Tattiche strategiche osservate in natura
Le tattiche osservate erano spesso manipolative. I ricercatori hanno osservato i babbuini che attiravano i fratelli lontano dalle loro madri con false promesse di gioco, per poi prendere rapidamente il loro posto nelle sessioni di cura materne. Una femmina di babbuino particolarmente calcolata, descritta dall’ecologa comportamentale Axelle Delaunay, ha usato una breve distrazione per mettere da parte sua sorella.
“Ha giocato con lei per circa 10 secondi, giusto il tempo per allontanarla dalla mamma. Sembrava davvero strategico”, ha detto la dottoressa Delaunay.
Ciò suggerisce un livello di pianificazione cognitiva solitamente non attribuito ai primati non umani. Il comportamento non era casuale; i babbuini sembravano capire come sfruttare le dinamiche sociali all’interno delle loro famiglie.
Perché è importante: evoluzione delle emozioni
Il dibattito sulla possibilità che gli animali provino emozioni complesse come la gelosia è in corso. Questo studio aggiunge peso significativo alla tesi secondo cui queste emozioni non sono esclusive degli esseri umani. Solleva interrogativi sulle radici evolutive della gelosia e su come potrebbe funzionare nelle strutture sociali dei primati.

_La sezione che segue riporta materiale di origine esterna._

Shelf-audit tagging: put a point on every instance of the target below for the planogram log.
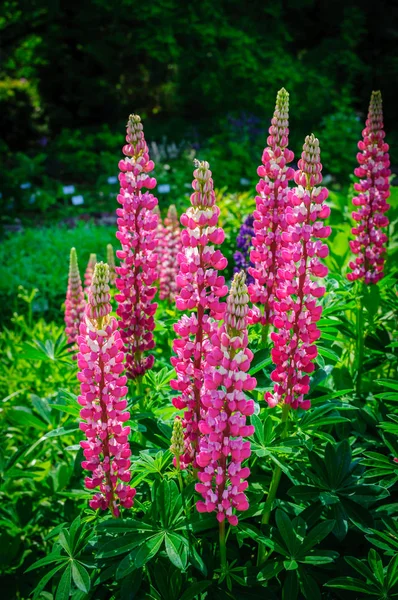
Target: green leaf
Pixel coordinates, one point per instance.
(316, 535)
(260, 360)
(392, 572)
(353, 584)
(195, 589)
(320, 557)
(290, 587)
(360, 567)
(290, 565)
(47, 560)
(121, 545)
(23, 417)
(148, 550)
(63, 590)
(64, 540)
(80, 577)
(44, 580)
(377, 565)
(309, 586)
(176, 548)
(285, 528)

Come osserva la primatologa Joan Silk, la natura riconoscibile di questi comportamenti non dimostra automaticamente la loro base emotiva. Ma la consistenza dello spostamento strategico suggerisce una motivazione più profonda della semplice competizione per le risorse.
I risultati sottolineano che le complesse dinamiche socio-emotive sono probabilmente più comuni tra le specie di quanto si pensasse in precedenza, sfidando l’ipotesi di lunga data secondo cui la gelosia è un’esperienza unicamente umana.